Mr Abse's son Toby, 40, a lecturer in history at Goldsmiths College, was also present. He said he held with psychohistory "up to a point", adding loyally: "My father's account of Blair seems perfectly plausible to me."

One notable absentee was the celebrity psychotherapist, Susie Orbach, who sent her apologies that she was unable to make the meeting. Last week, Miss Orbach had expressed reservations about psychoanalysing from a distance. "I am more interested in how psychoanalytic ideas let us understand the social structure, rather than individuals," she said. "I love individuals as patients, but not in the abstract."

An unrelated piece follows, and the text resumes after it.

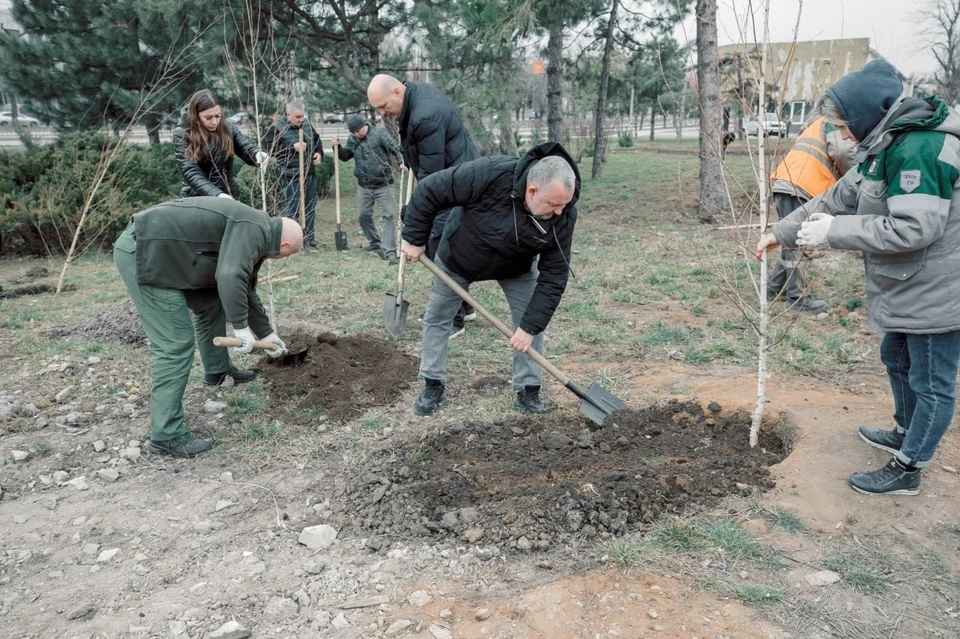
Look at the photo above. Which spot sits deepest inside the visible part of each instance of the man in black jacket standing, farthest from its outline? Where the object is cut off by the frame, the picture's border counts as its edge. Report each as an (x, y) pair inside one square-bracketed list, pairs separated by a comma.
[(282, 141), (433, 139), (516, 227)]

Her partner, Dr Joseph Schwarz, a physics and psychology professor, was also unable to attend. Earlier he had commented that Mr Abse was "very indulgent" in writing the book. "It doesn't take account of the stark political choice we are faced with. Even though I would share many of Leo's critiques, I feel now is not the time. Blair's third term. Then we're talking seriously about Leo's book."

Richard Simpson apologised that his "area" was "not particularly apt". The 43-year-old psychosexual therapist said Mr Blair struck him as "someone who doesn't like taking responsibility".

Mr Simpson left feeling stirred by the debate. "We elect the politicians we deserve. Maybe it's a mirror of society, that we as punters aren't taking responsibility for what is happening in Kentish Town, the people we see lying in the street. It's one thing to give them 50p and another to start haranguing politicians."

And shaken. "I'm amazed this book was published," he said. It's very brave for an ex-Labour Party MP to write this when we are six months from the general election. But maybe that's the point."